Water Under The Bridge
‘I have that friend back’: Sergio Garcia and Rory McIlroy’s feud is over
The framework agreement set to end professional golf’s civil war was five pages long and full of legal parlance when it was revealed Monday. But two weeks ago, at the U.S. Open, an agreement to end the fallout between two players, Rory McIlroy and LIV Golf's Sergio Garcia, was established via a simple text message and a good old handshake.
McIlroy and Garcia, the 2017 Masters winner who left the PGA Tour in controversy last summer, endured a bitter feud that played out in public on several occasions. That included Garcia lamenting, in February during LIV’s Mayakoba event, the fact that his once-strong friendship with McIlroy had broken down “because I decided to go to a different tour” while describing McIlroy as “lacking maturity.” Last fall, the Northern Irishman said he had deleted Garcia’s number after Garcia had messaged him during the 2022 Canadian Open “basically telling me to shut up about LIV.”

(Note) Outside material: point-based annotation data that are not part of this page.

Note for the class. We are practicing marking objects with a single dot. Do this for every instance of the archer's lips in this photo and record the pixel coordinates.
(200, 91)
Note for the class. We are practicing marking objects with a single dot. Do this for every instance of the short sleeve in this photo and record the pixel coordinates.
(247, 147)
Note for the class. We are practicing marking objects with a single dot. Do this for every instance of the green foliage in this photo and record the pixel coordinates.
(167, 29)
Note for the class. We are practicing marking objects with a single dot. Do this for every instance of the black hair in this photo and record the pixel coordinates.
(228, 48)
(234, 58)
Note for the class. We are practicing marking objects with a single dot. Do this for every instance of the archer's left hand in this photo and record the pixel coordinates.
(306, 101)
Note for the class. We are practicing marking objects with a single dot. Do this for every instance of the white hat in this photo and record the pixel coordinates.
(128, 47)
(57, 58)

But with the PGA Tour and DP World Tour entering into a partnership with Saudi Arabia’s Public Investment Fund, which finances LIV, the former Ryder Cup teammates decided to bury the hatchet. At Los Angeles Country Club, four-time major winner McIlroy reached out to Garcia’s wife, Angela.
“Angela and Rory said ‘hi’ to each other at the U.S. Open,” Garcia, 43, said. “And there was a nice text from Rory to her. That kind of gave me the go-ahead to reach out to him.

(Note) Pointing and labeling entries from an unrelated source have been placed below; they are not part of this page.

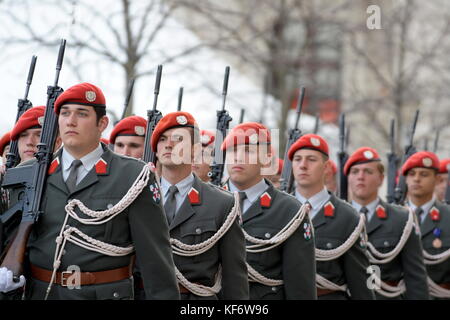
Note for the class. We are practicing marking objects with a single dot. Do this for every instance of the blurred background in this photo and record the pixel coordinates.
(372, 60)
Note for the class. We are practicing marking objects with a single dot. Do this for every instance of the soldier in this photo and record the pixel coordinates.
(342, 259)
(203, 159)
(441, 184)
(421, 172)
(330, 177)
(401, 261)
(128, 137)
(275, 178)
(93, 256)
(4, 149)
(197, 213)
(286, 271)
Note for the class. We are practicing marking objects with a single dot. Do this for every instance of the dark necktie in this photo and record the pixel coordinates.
(419, 212)
(364, 210)
(171, 204)
(242, 197)
(71, 181)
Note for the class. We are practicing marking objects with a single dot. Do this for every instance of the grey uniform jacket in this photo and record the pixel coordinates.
(199, 218)
(293, 261)
(350, 268)
(142, 224)
(384, 233)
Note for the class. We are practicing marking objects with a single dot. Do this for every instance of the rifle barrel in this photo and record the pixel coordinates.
(225, 86)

“I had been thinking about it for a while, but I wasn’t totally sure about it. And when I saw that reaction from him, he kind of gave me the go-ahead to get closer. We had a great chat. It was two friends that wanted to get back to that spot. That’s the most important thing.”
Garcia went through 36-hole qualifying for this month’s U.S. Open because his Official World Golf Ranking had plummeted due to his new tour not offering points for its 54-hole, no-cut tournaments. At LACC, the former 11-time PGA Tour winner finished T-27. But Garcia still enjoyed the week in California given he was able to reconnect with McIlroy.

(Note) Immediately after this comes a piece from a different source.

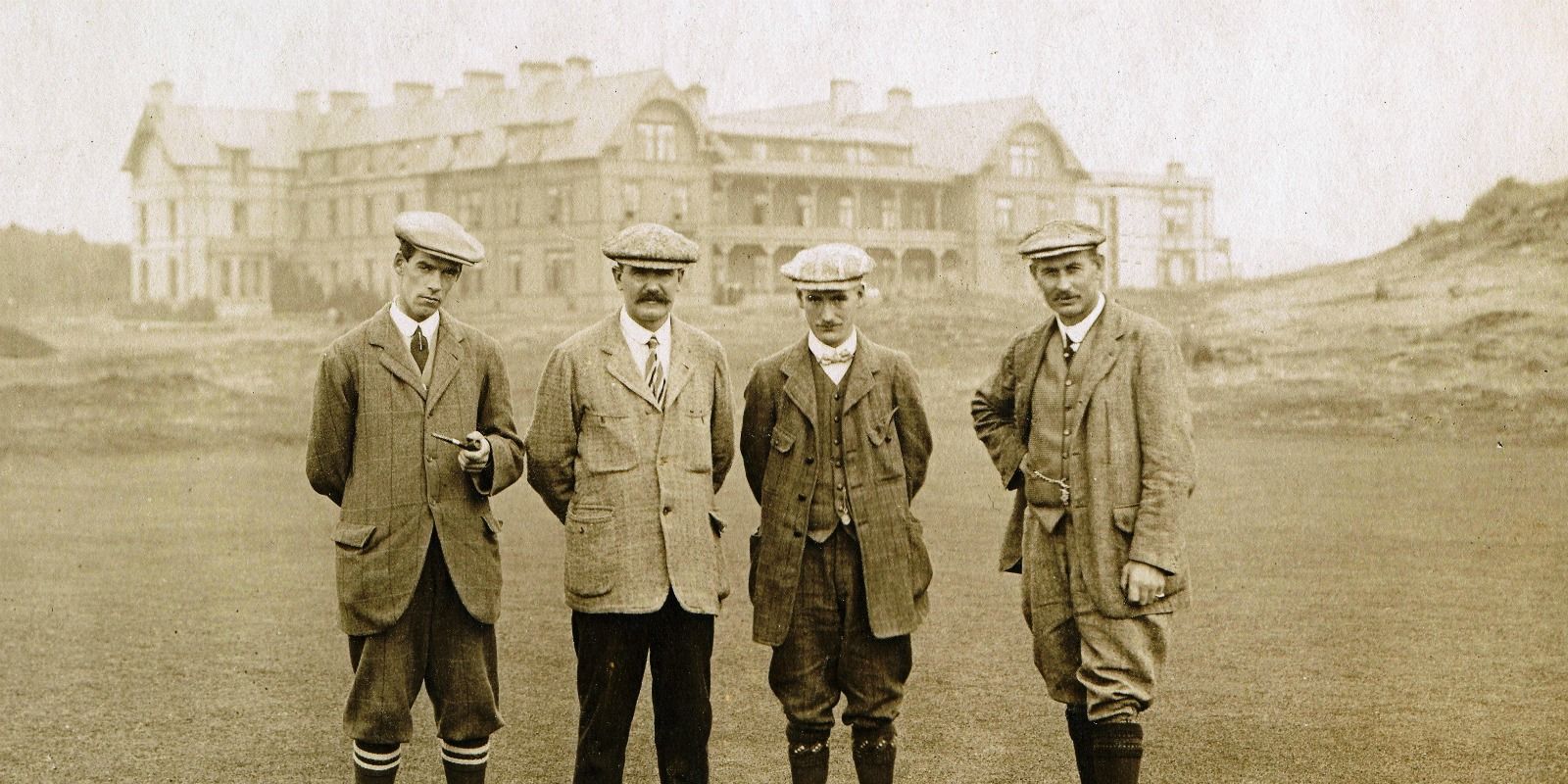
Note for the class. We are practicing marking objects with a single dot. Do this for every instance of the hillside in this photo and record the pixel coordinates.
(1458, 331)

“The U.S. Open was a great event for me,” Garcia said. “I finished 27th. Not only because of that, I feel like I played well. But more than anything because I gained a friend back, a friend I felt like I lost in the last year or so. We talked and we had a great conversation, and I feel like I have that friend back, and that to me means a lot. That’s a very positive thing.”
It's unlikely, however, that Garcia will join McIlroy on the European Ryder Cup team later this year. The DP World Tour runs the European team and Garcia has not paid a £100,000 fine for playing on LIV events in 2022 while also resigning his membership. While he may come to a compromise with the DP World Tour in future, it is already too late for September’s Cup.